Jaringan Kerja Pemetaan Partisipatif berharap masyarakat sipil bisa dilibatkan dalam jaringan data spasial nasional. Itu agar peta-peta yang telah dihasilkan masyarakat bisa menjadi pertimbangan dalam menyusun satu peta nasional yang lengkap.
”Pemetaan partisipatif telah dilakukan di sebagian masyarakat adat atau tradisional. Di dalam jaringan data spasial nasional, ini diletakkan di mana? Kami ingin masyarakat sipil masuk dalam jaringan data spasial nasional,” kata Kasmita Widodo dari Jaringan Kerja Pemetaan Partisipatif (JKPP), di Jakarta, Jumat (22/11).
Saat ini, kejelasan pengakuan areal kawasan adat menjadi tuntutan pascaputusan Mahkamah Konstitusi No 11/2012. Dalam amar putusannya terkait Undang-Undang No 41/1999 tentang Kehutanan diakui bahwa hutan adat bukan hutan negara.
Kepastian konstitusi tersebut direspons beberapa kelompok masyarakat dengan mengapling tanah-tanah adatnya. Namun, pengaplingan saja dinilai tidak memiliki legalitas.
ADVERTISEMENT
SCROLL TO RESUME CONTENT
Oleh karena itu, ia meminta agar organisasi masyarakat sipil diakui dalam jaringan data spasial nasional yang kini berisi 15 kementerian/lembaga di bawah koordinasi Badan Informasi Geospasial (BIG).

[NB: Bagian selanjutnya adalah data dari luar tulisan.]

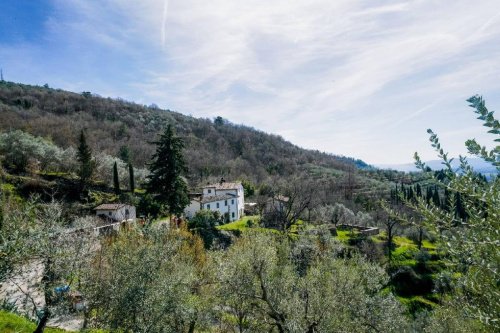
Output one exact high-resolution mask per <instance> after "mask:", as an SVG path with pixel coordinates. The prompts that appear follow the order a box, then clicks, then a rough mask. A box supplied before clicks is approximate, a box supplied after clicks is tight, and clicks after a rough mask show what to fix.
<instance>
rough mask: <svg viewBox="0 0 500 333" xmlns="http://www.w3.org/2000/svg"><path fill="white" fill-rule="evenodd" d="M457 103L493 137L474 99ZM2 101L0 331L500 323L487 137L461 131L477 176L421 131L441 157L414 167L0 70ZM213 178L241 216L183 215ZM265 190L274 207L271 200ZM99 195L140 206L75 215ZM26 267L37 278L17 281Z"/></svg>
mask: <svg viewBox="0 0 500 333" xmlns="http://www.w3.org/2000/svg"><path fill="white" fill-rule="evenodd" d="M468 102H469V105H470V106H471V107H472V110H473V111H474V114H475V116H476V117H477V118H478V120H479V121H481V122H482V123H483V125H484V126H485V128H487V130H488V132H489V133H491V134H492V137H494V140H493V142H499V141H500V136H499V135H500V124H499V122H498V120H497V119H495V117H494V114H493V112H491V111H489V110H488V109H487V107H486V105H485V101H484V100H483V99H482V98H481V97H479V96H473V97H471V98H470V99H469V100H468ZM0 114H1V115H2V117H1V121H0V201H1V210H0V258H1V263H0V286H1V287H3V286H4V285H8V284H10V285H12V284H13V283H14V285H16V286H17V287H18V289H19V290H17V292H18V293H19V292H20V293H21V295H22V298H23V299H24V300H25V301H24V303H23V304H20V303H15V302H12V301H11V299H9V298H8V297H5V298H4V299H3V303H2V304H1V309H0V321H3V320H2V318H13V317H10V316H11V315H12V314H14V315H17V316H18V317H15V318H21V317H23V316H24V317H25V318H26V319H24V320H25V321H24V322H23V323H22V324H14V321H15V320H11V321H7V320H5V322H6V324H0V330H5V331H8V329H12V331H14V329H17V331H19V330H21V331H22V329H24V330H25V331H26V332H30V331H36V332H42V331H44V330H45V331H48V332H50V331H51V330H52V328H50V327H51V326H54V325H53V323H54V321H55V319H61V318H77V319H78V320H79V322H80V327H79V329H80V330H81V331H86V332H493V331H498V330H499V329H500V323H499V312H500V297H499V296H500V295H499V287H498V281H499V277H498V265H499V262H500V260H499V251H498V246H499V245H500V237H499V230H500V229H499V225H498V224H499V221H500V209H499V207H500V202H499V201H500V189H499V182H500V181H499V179H498V171H499V170H500V155H499V153H500V147H499V146H497V147H495V148H493V149H492V150H488V148H486V147H485V146H483V145H482V144H480V143H478V142H476V141H475V140H473V139H472V140H468V141H467V142H466V143H465V144H466V146H467V149H468V151H469V153H470V154H472V155H474V156H476V157H478V158H481V159H483V160H485V161H486V162H488V163H491V164H492V165H493V166H495V167H496V170H497V175H496V176H495V175H493V176H492V177H489V178H486V177H485V176H484V175H481V174H479V173H477V172H475V170H474V169H473V168H472V167H471V166H470V165H469V164H468V162H467V159H466V158H464V157H460V158H459V159H460V167H459V170H456V169H455V168H454V167H452V165H451V163H452V161H451V160H452V159H451V157H450V156H448V154H447V153H446V149H445V147H442V145H441V142H440V140H439V137H438V134H436V133H434V132H432V130H429V131H428V134H429V136H430V145H432V147H433V148H434V149H435V150H436V154H437V156H438V158H439V159H441V160H442V165H443V168H442V169H441V170H431V169H430V168H429V167H428V166H426V165H425V163H424V162H422V161H421V160H420V158H419V156H418V154H415V161H416V164H417V166H418V168H419V169H420V171H419V172H412V173H403V172H397V171H393V170H380V169H376V168H374V167H372V166H369V165H367V164H366V163H364V162H363V161H361V160H358V159H355V158H352V157H344V156H335V155H331V154H327V153H322V152H319V151H312V150H305V149H302V148H300V147H297V146H295V145H293V144H292V143H289V142H287V141H285V140H284V139H283V138H281V137H279V136H276V135H272V134H267V133H264V132H261V131H258V130H255V129H253V128H249V127H246V126H244V125H236V124H233V123H231V122H230V121H229V120H226V119H223V118H221V117H216V118H214V119H197V118H193V117H190V116H185V115H182V114H180V113H177V112H173V111H170V110H161V109H159V108H158V107H157V106H155V105H151V106H143V105H138V104H135V103H132V102H128V101H124V100H118V99H110V98H102V97H100V96H96V95H95V94H92V93H91V92H81V93H73V92H67V91H62V90H56V89H52V88H50V87H48V86H43V87H38V86H28V85H23V84H18V83H13V82H5V81H2V82H0ZM471 118H472V117H471ZM486 144H487V145H489V144H490V143H486ZM166 147H169V148H168V149H170V150H169V151H168V153H166V151H167V150H168V149H167V148H166ZM410 154H411V153H410ZM169 159H171V160H169ZM162 165H168V166H169V167H167V168H163V167H162ZM221 178H225V179H229V180H233V181H238V182H241V183H242V184H243V187H244V190H245V200H246V201H247V202H252V203H254V204H255V205H254V206H252V207H253V208H251V209H250V208H249V209H248V211H247V212H246V215H247V216H245V217H244V218H242V219H241V220H239V221H236V222H232V223H226V221H225V220H224V219H223V218H222V217H221V216H219V215H218V214H216V213H214V212H213V211H205V210H202V211H200V212H199V213H197V214H196V216H194V217H193V218H192V219H185V218H182V211H183V209H184V207H185V206H186V205H187V204H188V203H189V199H188V196H189V193H192V192H199V191H200V189H201V188H202V187H203V186H204V185H205V184H207V183H209V182H215V181H218V180H219V179H221ZM167 194H168V195H167ZM276 198H286V201H284V202H285V203H284V205H285V209H284V210H281V211H280V214H276V212H270V211H269V210H268V209H266V207H267V206H266V205H268V203H269V200H274V199H276ZM103 203H127V204H131V205H134V206H137V209H138V216H140V221H141V223H137V225H134V226H128V227H126V228H123V230H120V232H117V233H113V234H110V235H108V236H106V237H97V236H96V235H94V234H93V233H89V232H86V231H85V230H87V229H88V228H89V227H91V226H93V225H95V223H98V222H96V218H95V216H94V215H93V209H94V208H95V207H96V206H98V205H100V204H103ZM173 216H174V217H175V218H176V220H177V221H179V222H178V223H176V224H175V225H174V224H172V223H171V222H172V217H173ZM169 222H170V223H169ZM369 228H372V229H373V228H374V229H376V230H377V233H375V234H367V233H364V232H362V231H363V230H365V229H369ZM32 271H36V272H38V273H37V274H38V276H39V277H40V278H39V281H38V282H37V283H36V287H33V288H23V285H22V284H21V283H20V282H17V284H16V282H15V281H18V280H16V277H20V276H25V275H26V274H28V275H29V274H30V273H29V272H32ZM27 272H28V273H27ZM35 275H36V274H35ZM62 286H64V288H67V289H64V288H63V287H62ZM61 288H62V289H61ZM14 289H15V288H14ZM0 290H2V291H3V290H4V289H0ZM68 290H70V291H68ZM2 296H5V295H4V294H2V293H0V298H1V297H2ZM75 297H80V298H82V299H83V300H84V302H83V303H82V304H84V306H82V307H81V308H80V309H75V308H74V307H73V306H72V304H73V303H74V300H75ZM39 300H42V301H39ZM19 316H20V317H19ZM16 320H17V319H16ZM61 320H62V319H61ZM19 321H21V319H19ZM7 322H11V323H12V324H7ZM2 325H11V326H2ZM12 325H21V326H22V325H25V328H20V327H21V326H19V327H18V328H15V327H14V326H12ZM23 327H24V326H23ZM28 327H29V328H28Z"/></svg>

Melalui keterlibatan aktif dan masuk dalam sistem, masyarakat bisa mengontrol dan memberikan masukan atas data spasial yang dihasilkan.
Terkait hal ini, Priyadi Kardono, Deputi Informasi Geospasial Tematik BIG, mengatakan, pemetaan hutan adat harus dilakukan dan disetujui Kementerian Kehutanan. (ICH)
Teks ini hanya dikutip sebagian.